BF 611 Genomics and Genome Technology - In-depth analysis of eukaryotic cell structure and function, including membrane structure and transport, cellular organelles and the cytoskeleton, and cell communication. Emphasis will be on experimental approaches to understanding concepts in cell biology/molecular biology. Prerequisite: Two biology courses with a lab (BI 111/112, BI 410, BI 311 or BF 501. 3 credit hours.

BF 612 Algorithms - Design and Analysis - Introduction to the mathematical analysis of computer algorithms, correctness, complexity, asymptotic lower bounds, efficient data structures, and combinatorial algorithms. NP-complete problems. Prerequisite: BF 602. 3 credit hours.

BF 613 Bioinformatics Programming - Introduction to programming skills needed to perform large-scale genomic analysis in research and professional settings. The Perl programming language will be taught in the context of and with applications to bioinformatics. Libraries of Perl code modules with applications to bioinformatics, such as BioPerl and the NCBI Toolkit, will be introduced. Prerequisite: BF 602. 3 credit hours.

BF 701 Systems Biology - Cells, tissues, organs and organisms are systems of components whose interactions have been defined, refined, and optimized over hundreds of millions of years of evolution. Computational systems biology is a field that aims at a system-level understanding of biological systems by analyzing biological data using computational techniques. Prerequisite: BF 611. 3 credit hours.
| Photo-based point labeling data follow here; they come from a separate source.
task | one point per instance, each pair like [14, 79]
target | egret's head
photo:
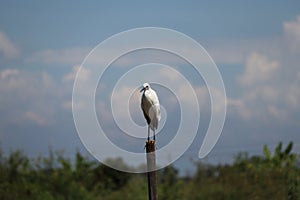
[146, 86]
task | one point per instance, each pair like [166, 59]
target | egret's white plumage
[151, 108]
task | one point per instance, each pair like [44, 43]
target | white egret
[151, 108]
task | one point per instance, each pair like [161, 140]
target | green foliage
[271, 176]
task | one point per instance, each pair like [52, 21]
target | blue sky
[254, 44]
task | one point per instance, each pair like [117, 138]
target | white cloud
[71, 56]
[7, 47]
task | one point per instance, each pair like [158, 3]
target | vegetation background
[271, 176]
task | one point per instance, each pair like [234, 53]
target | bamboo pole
[151, 174]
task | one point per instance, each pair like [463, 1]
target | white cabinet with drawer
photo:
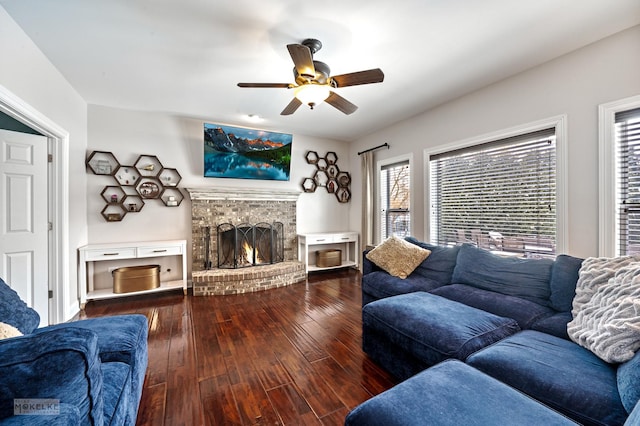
[96, 256]
[347, 242]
BF 711 Proteomics - Review of computational methods for the analysis, classification and prediction of three-dimensional protein structures. This course is an introduction to the field of proteomics. The goal is to provide an understanding of the fundamentals required to perform and apply proteomic analysis to problems in modern biology, and to critique current literature in this field. Prerequisite: BF 611. 3 credit hours.

BF 712 Statistical Bioinformatics - Introduction to the statistical methods used in bioinformatics. This course will focus on statistic issues related to DNA and protein sequence analysis. Prerequisite: BF 603. 3 credit hours.

BF 795-797 Thesis Research - To allow each student to demonstrate their independent learning ability and interest in advancing their knowledge through the pursuit of independent research and/or development work in an area related to bioinformatics. Prerequisite: BF 500 - 603. 3-12 credit hours.